1What is the difference between SAT Subject Tests and Advanced Placement classes and exams?
SAT Subject Tests are high school-level tests, reflecting high school curricula. These tests indicate a student’s readiness to take college-level courses in specific subject areas. AP Exams, however, assess a student’s college-level knowledge, skills and abilities, learned in the corresponding AP courses. As a result, the topics covered on SAT Subject Tests may differ from those covered on AP Exams. While AP Exams are also an excellent way to demonstrate understanding in specific subject areas, not all students have an opportunity to take AP courses in a range of subjects. For students who lack access to AP and still wish to demonstrate subject knowledge, the Subject Tests offer this opportunity. Also, students who are taking an AP course in senior year may not have their AP Exam score to report to colleges in time to meet admission deadlines. In this case, they could use Subject Tests scores to show their mastery in the subject.
2Should I take SAT Subject Tests if I’ve already taken other college admission tests (e.g., SAT or ACT)?
Some colleges require or recommend SAT Subject Tests in addition to the SAT or ACT. Some also use these for course placement once you’ve arrived on campus. Depending on your performance, you may potentially fulfill basic requirements or even receive credit for introductory-level courses.
3What if I don’t know which colleges I’m going to apply to?

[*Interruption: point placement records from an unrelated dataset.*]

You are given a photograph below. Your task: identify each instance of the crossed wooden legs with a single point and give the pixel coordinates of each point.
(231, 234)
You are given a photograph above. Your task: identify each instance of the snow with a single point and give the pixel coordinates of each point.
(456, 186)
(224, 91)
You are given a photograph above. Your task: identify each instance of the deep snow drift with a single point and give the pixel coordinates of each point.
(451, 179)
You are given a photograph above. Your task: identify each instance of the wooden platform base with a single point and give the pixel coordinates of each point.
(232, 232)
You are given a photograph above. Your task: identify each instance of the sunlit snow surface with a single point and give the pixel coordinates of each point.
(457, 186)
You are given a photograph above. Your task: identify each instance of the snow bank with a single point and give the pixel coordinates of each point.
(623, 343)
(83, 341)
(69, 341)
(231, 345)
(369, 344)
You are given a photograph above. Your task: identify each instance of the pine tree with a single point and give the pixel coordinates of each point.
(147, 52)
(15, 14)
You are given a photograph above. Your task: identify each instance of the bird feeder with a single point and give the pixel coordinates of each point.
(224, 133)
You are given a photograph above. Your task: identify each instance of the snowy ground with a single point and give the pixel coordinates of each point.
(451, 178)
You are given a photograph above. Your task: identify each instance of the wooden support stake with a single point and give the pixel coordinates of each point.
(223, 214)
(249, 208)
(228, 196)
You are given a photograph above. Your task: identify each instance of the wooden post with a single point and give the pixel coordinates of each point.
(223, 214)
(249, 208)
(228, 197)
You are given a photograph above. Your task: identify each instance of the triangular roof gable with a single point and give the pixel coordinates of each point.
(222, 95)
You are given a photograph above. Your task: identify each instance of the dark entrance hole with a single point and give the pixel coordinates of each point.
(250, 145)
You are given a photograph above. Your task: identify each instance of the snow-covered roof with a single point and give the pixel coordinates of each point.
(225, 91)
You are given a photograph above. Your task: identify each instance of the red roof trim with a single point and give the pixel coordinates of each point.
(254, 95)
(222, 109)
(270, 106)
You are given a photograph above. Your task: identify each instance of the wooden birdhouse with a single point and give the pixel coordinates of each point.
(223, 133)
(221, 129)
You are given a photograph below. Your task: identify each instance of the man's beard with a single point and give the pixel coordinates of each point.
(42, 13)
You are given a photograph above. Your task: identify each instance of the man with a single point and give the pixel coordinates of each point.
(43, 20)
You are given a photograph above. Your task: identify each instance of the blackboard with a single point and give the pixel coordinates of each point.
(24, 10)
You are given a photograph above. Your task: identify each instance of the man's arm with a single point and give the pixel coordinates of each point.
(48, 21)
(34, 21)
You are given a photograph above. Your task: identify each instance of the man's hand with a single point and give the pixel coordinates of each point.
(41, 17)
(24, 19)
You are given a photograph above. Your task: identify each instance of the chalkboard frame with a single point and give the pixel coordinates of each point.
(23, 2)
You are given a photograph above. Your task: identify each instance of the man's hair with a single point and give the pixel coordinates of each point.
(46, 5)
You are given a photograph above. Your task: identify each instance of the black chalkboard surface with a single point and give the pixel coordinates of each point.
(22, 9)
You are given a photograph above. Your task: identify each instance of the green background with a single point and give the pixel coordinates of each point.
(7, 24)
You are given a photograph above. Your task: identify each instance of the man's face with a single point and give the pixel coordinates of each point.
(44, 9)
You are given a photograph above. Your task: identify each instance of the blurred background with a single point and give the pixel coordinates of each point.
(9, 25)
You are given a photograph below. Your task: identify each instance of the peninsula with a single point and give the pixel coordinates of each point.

You should still consider taking Subject Tests in case you decide on colleges or programs that do require or recommend them. You don’t want to have to try to schedule tests at the last minute. And remember, even colleges that don’t require or recommend Subject Tests may consider them as part of your application.
4What if the colleges that I’m interested in don’t require Subject Test scores?
You may still want to take Subject Tests in the subjects that you excel in and submit those scores. Many colleges may still consider Subject Tests when reviewing your application, since they give a more complete picture of your academic background and show your readiness to focus on a specific major or program of study. Subject Tests can also help you place into the right college courses.